A Fresh Season: Ligue 1 22/23

It’s hard to begin thinking about a Ligue 1 season without assuming, expecting, and, despite anomalies, knowing PSG will be sitting in first place. They dominate the league. It’s not always a foregone conclusion, as Lille and Monaco have disrupted their dominance over the last decade. Nonetheless, with a front three of Messi, Mbappé, and Neymar – still together despite a summer of rumours and drama and supposed fallings-out – it’s hard to see how many domestic teams’ defences can stop them. The hiring of Luis Campos and Christophe Galtier has signalled a change in ethos at the Parc des Princes, one focused more on the practical and functional side of creating a Champions League-winning team. Ligue 1 is always seen as a warm-up for the Champions League for PSG, and right now, they sit top of the league, ahead of Lens, and are looking pretty.

Lens, though – the surprise and exciting package of Ligue 1 in the last couple of seasons – remains close. In fact, when Ligue 1 resumed after the World Cup break, Lens put PSG to the sword in a 3-1 victory, which saw Frankowski, Openda, and Maurice score the goals.

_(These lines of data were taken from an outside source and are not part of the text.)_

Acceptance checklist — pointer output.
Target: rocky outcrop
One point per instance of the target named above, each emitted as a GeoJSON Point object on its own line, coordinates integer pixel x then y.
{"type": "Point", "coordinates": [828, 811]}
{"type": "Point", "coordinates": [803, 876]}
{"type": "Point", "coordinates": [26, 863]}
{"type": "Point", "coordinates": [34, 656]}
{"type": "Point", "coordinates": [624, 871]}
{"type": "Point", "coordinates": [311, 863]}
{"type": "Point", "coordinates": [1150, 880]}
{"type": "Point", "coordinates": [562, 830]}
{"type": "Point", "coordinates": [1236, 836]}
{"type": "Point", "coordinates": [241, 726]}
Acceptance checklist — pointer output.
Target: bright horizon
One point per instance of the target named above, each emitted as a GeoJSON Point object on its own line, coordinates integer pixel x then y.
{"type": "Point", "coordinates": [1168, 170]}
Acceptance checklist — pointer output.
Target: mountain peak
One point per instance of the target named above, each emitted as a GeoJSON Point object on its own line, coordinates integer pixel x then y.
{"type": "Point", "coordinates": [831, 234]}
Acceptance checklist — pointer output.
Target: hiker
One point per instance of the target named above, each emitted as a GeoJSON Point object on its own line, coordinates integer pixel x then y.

It’s a team that isn’t after the attack, but, importantly, they have a mean defence, conceding the least number of goals in the league. They look like a strong bet for Champions League qualification.

The new element to this season is that four teams will be relegated, as the league will shrink to 18 teams next season. Angers are adrift at the bottom, their fate practically sealed already. Above them, Auxerre, Ajaccio, Brest, Strasbourg, Montpellier, and Troyes are separated by mere points. This area of the league will arguably be the most exciting one to watch as the season progresses, and the table mutates.

Ligue 1 23/24: DAZN Bet’s Predictions

Next season could be one of change in Ligue 1 not only because the league is contested by 18 teams rather than 20 – no. The change could well be with the defending and pre-eminent champions themselves, PSG. Mbappé continues to court and be courted by Real Madrid, which many see as an inevitable match. Whether that happens in the summer of 23/24 is anyone’s guess. Also, though, Messi’s contract is up in June. If PSG were to lose both Messi and Mbappé, Neymar would lose his best friend and a player who wanted him gone in the summer of 22/23. Who knows where his head will be? As such, could PSG lose all of their esteemed front three?

If so, who will be there to lead the charge as title challenges? Lens, should they keep their team together and continue to improve, will surely be hoping it’s their time to cap off this impressive rise to top-four finishers. However, they won’t be alone. The likes of free-scoring Monaco and Marseille will be sure another season under their coaches will put them in great positions to pounce on a weakened PSG. Lyon, now under the stewardship of Laurent Blanc, will also expect to be title challengers if PSG does suffer an off-season.

At the bottom end, after a four-team relegation the season before, those in the lower-mid table will be looking over their shoulder. Their buffer has been removed. They are closer to the bottom. As such, Nates, Toulouse, Reims, Clermont Foot, and, depending on if they can recover some form, Nice will all be concerned.